Accelerometers are prone to vibrations, which I would imaging a model rocket would be producing in abundance. Gyros on the other hand are less prone to vibration but will rezero themselves (there is probably a technical term, but I don't know it), meaning that after a gyro is tilted at a certain angle for a period of time, that angle becomes the new level mark. So you basically need both a two axis accelerometer and a two axis gyroscope, using both readings-the accelerometer to know where level really is and the gyro to know when the rocket has tilted.
Now we get into the other problem. G-forces. Hobby level devices like these are designed to handle only a certain level of pressure before they are useless and/or decide to break. The lower the g-force tolerance the more accurate the device is, but the less rapid of change it can handle and I am pretty certain a rocket taking off is going to be producing quite a few Gs. So you will need to first figure out the amount of thrust your rocket is going to be producing so you can determine what level of accelerometer you will need (5G is the highest I have seen at the hobby level).

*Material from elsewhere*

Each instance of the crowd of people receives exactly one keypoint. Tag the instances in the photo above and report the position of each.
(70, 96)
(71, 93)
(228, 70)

You can read more on accelerometers here: http://www.societyofrobots.com/sensors_accelerometer.shtml
How big is the rocket overall (length, diameter and fin sizes)? That, combined with the force of thrust will be your determining factor for what you use to move the fins. Most likely some type of micro or mini servo, but that is a complete guess at this point.
For microcontrollers (mcu) parallax makes a line called BasicStamp, which oddly enough is programmed in basic, and can probably handle what you are trying to accomplish. I believe there is a Basic compiler for the pic mcus as well. Or you can take a crack at programming in C and a whole world of mcus open up to you.
Now if I hear on the news about a homemade guided missile being launched at any point and time, I will be very put out and will require large sums of money for any further assistance.